1Then Job said, 2“No doubt you are the experts, and when you die wisdom will die with you. 3But I’m just as smart as you are. Everybody knows the things you’ve been saying. 4My friends think I am a fool. Me, a man who has spoken with God, a man who is fair and innocent of any wrongdoing, I am a fool. 5People who have an easy life look down on those who suffer, but suffering is ready for anyone whose feet stumble. 6Thieves think their homes are at peace, and the homes of those who ignore God are safe. They carry their gods around in their hands.

7“But ask the animals. They’ll teach you. The birds will tell you what’s what. 8Ask the plants that grow in the ground and they can tell you things, and the fish in the sea can teach you something. 9All of them can tell you that God has done this. 10The life of everything living thing and the breath of every person is in God’s hand. 11The ear can discern words just as the tongue can taste food. 12Don’t wisdom and understanding grow as a person ages?

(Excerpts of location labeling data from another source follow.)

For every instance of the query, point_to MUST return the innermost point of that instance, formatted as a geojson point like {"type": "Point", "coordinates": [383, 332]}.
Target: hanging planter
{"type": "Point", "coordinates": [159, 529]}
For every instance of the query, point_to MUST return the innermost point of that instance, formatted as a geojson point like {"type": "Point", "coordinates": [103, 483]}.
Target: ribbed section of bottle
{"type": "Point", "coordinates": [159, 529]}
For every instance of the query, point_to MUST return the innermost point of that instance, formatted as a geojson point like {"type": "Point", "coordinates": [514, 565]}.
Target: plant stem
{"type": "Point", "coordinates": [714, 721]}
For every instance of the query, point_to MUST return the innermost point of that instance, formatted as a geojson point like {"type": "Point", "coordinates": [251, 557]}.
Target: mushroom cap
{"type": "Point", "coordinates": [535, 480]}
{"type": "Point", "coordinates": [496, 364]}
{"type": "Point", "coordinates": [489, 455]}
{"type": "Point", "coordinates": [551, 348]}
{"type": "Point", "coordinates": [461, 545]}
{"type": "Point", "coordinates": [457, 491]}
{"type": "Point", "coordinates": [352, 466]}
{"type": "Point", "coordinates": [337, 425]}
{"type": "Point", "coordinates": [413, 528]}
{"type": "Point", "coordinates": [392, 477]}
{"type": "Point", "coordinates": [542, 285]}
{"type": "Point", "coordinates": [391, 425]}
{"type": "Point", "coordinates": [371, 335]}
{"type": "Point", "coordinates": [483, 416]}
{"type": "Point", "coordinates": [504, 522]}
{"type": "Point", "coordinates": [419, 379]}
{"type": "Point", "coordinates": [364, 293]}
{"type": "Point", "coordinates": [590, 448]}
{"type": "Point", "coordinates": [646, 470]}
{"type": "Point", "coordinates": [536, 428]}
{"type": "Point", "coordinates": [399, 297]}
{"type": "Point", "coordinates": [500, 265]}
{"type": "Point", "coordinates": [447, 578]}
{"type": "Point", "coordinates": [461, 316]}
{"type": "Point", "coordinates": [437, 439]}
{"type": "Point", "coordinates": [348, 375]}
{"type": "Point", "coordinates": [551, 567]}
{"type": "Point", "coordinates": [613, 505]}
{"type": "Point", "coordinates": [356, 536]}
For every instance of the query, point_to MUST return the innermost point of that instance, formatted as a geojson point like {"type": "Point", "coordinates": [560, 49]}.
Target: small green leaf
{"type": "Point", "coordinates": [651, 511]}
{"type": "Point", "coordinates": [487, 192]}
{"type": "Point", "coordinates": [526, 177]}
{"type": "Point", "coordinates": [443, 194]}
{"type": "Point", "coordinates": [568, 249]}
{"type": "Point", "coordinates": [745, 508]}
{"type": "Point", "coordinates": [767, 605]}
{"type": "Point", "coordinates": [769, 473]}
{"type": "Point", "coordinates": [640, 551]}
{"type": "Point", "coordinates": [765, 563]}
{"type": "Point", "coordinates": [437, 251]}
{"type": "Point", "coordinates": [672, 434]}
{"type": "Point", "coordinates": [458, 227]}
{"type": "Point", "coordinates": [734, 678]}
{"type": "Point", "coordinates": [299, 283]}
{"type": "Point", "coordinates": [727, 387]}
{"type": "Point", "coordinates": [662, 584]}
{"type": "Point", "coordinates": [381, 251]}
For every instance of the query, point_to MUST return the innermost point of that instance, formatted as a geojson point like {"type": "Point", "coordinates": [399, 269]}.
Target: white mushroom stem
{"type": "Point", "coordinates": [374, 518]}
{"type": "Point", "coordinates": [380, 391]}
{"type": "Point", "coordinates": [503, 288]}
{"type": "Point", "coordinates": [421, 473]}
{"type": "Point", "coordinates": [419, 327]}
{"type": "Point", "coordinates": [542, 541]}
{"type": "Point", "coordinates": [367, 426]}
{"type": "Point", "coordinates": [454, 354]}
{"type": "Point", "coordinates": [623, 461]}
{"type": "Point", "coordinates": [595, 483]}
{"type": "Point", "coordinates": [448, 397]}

13“Wisdom and strength, counsel and understanding belong to God. 14What God destroys no one can rebuild, and no one can rescue whomever God has imprisoned. 15If God withholds the rain, the land becomes dry. If God sends rain, the land can be devastated. 16Strength and understanding belong to God; the one who cheats another and the one who is cheated belong to God. 17God can strip counselors of their wisdom and make fools of judges. 18God can strip kings down to their underwear, 19and send priests away naked, and toss aside the powerful. 20God can make the most trusted advisor speechless and take away the wisdom of the elders. 21God despises rulers and takes power away from the powerful. 22God lights up the darkest depths. 23God empowers nations and then wipes them out. 24God takes wisdom away from the leaders of the world and sends them off to wander aimlessly, 25reaching out in the dark, staggering like drunks.”

Commentary

1-6: Job becomes a bit combative – can you blame him? He resents being treated as someone whose wisdom is inferior. He can’t seem to believe that he is no longer respected. He laments that God is ignoring his plight. The irony of it, he says, is that those who can carry their god around in their pockets don’t think they have to be afraid of divine wrath.

7-12: All living things in nature seem to instinctively know that the fortunes of life and death are in God’s hands; but one has to live a while to understand that.

13-25: God can do anything God wants to do. No rain cloud can resist God’s will. Neither can counselors, judges, kings, priests, the mighty, the trusted, the elders, princes, nor the strong. Not even darkness and light are independent of God’s will. Whole nations are at God’s mercy.

Takeaway

What Job is trying to come to terms with is that bad things often happen to good people, while oftentimes wicked people don’t seem to have any troubles. This is not fair. But God doesn’t play nursemaid to us. God allows us to suffer because God has put us in charge of this world, and we can make of it what we will. That, in a nutshell, is the basis on which we are judged.